No matter how much you and I tell the automation story, there are plenty of people who don’t hear that story or don’t absorb it or don’t prioritize it. And we bump into these people over and over and over again in our jobs. So, we know that that’s gonna be a long path. However, whatever it is, a 1,000-mile journey starts with a single step. So, this is great. This is a step and we get going and the more steps like this occur the more it will help the whole world move in this direction.
In a CRL scenario, then everybody knows in upwards of 24 hours depending on when that CRL was published and in the event that software support for CRL is imperfect, which is a question that Google raises, possibly longer including for the full duration of the cert. Now granted, the attack surface for that or the risk aperture for that goes down to ten days, which is much less than 398 days. Nonetheless, it is still much more than one day. And so, that would be as far as there is a down side, I think that would be the single sole downside. However, it’s easy to imagine you say, well, loss of key or DCV failure or the other things that require a one-day revocation are exceedingly rare and in the event that they happen, the risk aperture is still at only ten days and we believe that it is a net positive for the overall health and security of the ecosystem by protecting privacy and getting these other benefits. And that would be the argument. I think that would be a credible argument. I think that that’s something we could debate but you can’t at least dismiss that argument off-hand – out of hand. And so, that will probably be discussed. I’m certain that will be discussed in a number of places by a number of people and for a ballot like that to pass, the community as a whole is gonna have to get comfortable with that argument. But I think they will and I’m predicting that at the end of the day this is something that everybody will feel good about and will actually pass a ballot and then CAs and supporting ecosystem will all start driving toward being able to work in this new world order.
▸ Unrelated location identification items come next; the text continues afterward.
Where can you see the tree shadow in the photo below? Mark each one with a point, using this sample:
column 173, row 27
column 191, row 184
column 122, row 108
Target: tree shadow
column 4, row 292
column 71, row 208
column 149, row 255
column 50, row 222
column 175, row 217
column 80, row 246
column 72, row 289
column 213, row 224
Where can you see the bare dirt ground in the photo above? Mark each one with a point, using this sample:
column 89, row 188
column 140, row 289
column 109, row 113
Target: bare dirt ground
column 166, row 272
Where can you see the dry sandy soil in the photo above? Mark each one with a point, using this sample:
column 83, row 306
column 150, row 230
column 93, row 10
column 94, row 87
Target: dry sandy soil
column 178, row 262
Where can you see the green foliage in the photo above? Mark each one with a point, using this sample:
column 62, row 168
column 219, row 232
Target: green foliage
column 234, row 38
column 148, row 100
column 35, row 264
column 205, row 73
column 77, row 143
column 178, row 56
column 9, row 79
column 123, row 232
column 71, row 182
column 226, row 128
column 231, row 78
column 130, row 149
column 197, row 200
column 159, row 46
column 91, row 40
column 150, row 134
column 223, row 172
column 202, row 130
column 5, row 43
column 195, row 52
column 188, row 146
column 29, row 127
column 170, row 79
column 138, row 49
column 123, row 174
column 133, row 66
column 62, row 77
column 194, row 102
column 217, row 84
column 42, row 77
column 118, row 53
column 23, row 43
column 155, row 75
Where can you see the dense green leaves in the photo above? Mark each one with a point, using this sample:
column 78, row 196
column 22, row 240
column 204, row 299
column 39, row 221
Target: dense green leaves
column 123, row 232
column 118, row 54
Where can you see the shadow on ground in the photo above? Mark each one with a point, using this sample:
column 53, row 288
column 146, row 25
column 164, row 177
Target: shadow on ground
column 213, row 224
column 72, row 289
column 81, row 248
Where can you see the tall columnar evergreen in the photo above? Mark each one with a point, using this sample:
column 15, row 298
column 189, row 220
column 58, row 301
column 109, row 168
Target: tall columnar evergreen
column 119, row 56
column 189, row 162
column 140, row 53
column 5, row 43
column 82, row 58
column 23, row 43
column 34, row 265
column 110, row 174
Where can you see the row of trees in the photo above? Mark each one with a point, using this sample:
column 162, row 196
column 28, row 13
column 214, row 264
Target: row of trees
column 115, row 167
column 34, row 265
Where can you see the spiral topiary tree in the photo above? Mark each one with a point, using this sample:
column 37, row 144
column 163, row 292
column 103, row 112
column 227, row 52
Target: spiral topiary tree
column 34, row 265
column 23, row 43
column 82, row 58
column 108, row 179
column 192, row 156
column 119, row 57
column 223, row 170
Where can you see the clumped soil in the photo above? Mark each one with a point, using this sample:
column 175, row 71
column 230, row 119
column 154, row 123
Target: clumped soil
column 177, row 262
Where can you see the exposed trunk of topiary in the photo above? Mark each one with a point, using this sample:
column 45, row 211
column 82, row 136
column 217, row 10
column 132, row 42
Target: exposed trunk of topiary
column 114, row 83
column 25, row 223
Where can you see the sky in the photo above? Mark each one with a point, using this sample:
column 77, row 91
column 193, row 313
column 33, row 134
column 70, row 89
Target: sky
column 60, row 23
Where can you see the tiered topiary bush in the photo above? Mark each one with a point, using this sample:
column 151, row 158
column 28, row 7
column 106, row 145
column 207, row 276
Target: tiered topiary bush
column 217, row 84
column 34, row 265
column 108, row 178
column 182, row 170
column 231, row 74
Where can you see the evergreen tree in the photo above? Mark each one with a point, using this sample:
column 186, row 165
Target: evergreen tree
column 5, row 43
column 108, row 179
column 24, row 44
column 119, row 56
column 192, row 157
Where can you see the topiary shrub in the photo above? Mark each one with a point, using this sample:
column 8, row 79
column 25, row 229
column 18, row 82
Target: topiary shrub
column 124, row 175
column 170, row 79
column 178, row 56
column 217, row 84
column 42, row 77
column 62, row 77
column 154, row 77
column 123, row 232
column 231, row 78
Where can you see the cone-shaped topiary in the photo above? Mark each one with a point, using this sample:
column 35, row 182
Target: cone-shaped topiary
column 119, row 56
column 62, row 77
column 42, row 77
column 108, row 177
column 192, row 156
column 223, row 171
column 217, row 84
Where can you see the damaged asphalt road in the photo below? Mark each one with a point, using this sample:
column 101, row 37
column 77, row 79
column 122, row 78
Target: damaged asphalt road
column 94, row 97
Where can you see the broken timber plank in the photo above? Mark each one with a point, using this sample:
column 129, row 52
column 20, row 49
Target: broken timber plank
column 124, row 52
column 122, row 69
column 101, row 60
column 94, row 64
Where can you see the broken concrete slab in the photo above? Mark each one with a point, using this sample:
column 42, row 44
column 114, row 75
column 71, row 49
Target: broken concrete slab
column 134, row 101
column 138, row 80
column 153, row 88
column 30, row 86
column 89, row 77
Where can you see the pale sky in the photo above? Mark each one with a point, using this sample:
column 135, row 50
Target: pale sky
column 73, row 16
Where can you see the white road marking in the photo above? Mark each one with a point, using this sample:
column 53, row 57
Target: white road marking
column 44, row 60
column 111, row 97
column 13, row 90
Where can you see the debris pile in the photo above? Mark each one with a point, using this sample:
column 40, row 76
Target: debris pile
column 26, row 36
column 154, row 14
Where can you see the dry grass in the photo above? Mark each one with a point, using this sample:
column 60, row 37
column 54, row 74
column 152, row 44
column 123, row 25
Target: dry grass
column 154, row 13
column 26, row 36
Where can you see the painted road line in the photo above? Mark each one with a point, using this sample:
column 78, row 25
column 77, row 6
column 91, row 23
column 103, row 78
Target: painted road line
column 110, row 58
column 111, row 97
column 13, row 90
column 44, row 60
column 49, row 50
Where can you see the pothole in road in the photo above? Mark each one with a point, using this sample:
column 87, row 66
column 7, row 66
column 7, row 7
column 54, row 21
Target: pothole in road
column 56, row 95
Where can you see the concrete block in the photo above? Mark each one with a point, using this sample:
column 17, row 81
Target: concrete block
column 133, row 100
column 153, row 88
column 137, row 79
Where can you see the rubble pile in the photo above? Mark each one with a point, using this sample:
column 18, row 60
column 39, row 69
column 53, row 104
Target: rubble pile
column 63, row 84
And so, I don’t think anybody is denying the fact that a perfect world would include a revocation check. But in some ways, sometimes it’s just too expensive or it’s not possible at all and it’s better to just have the certificate environment in general just functioning as is without it.
In both public and private trust scenarios.
It’s just – it’s good. It’s good all the way around. And I’ll tell ya, in a world where we very well may need crypto agility in other words, to be able to reissue certificates very quickly especially with the quantum apocalypse coming, who knows what may happen with RSA one day even before quantum. Who knows? I just think shorter-lived certificates just make a lot of sense in a lot of ways.
Great. That’s my job. Alright. Well, I think that’s probably it for this topic. We will continue to track this. There will be more coming on this topic I’m quite confident, and we will come back and we will tell you as it happens.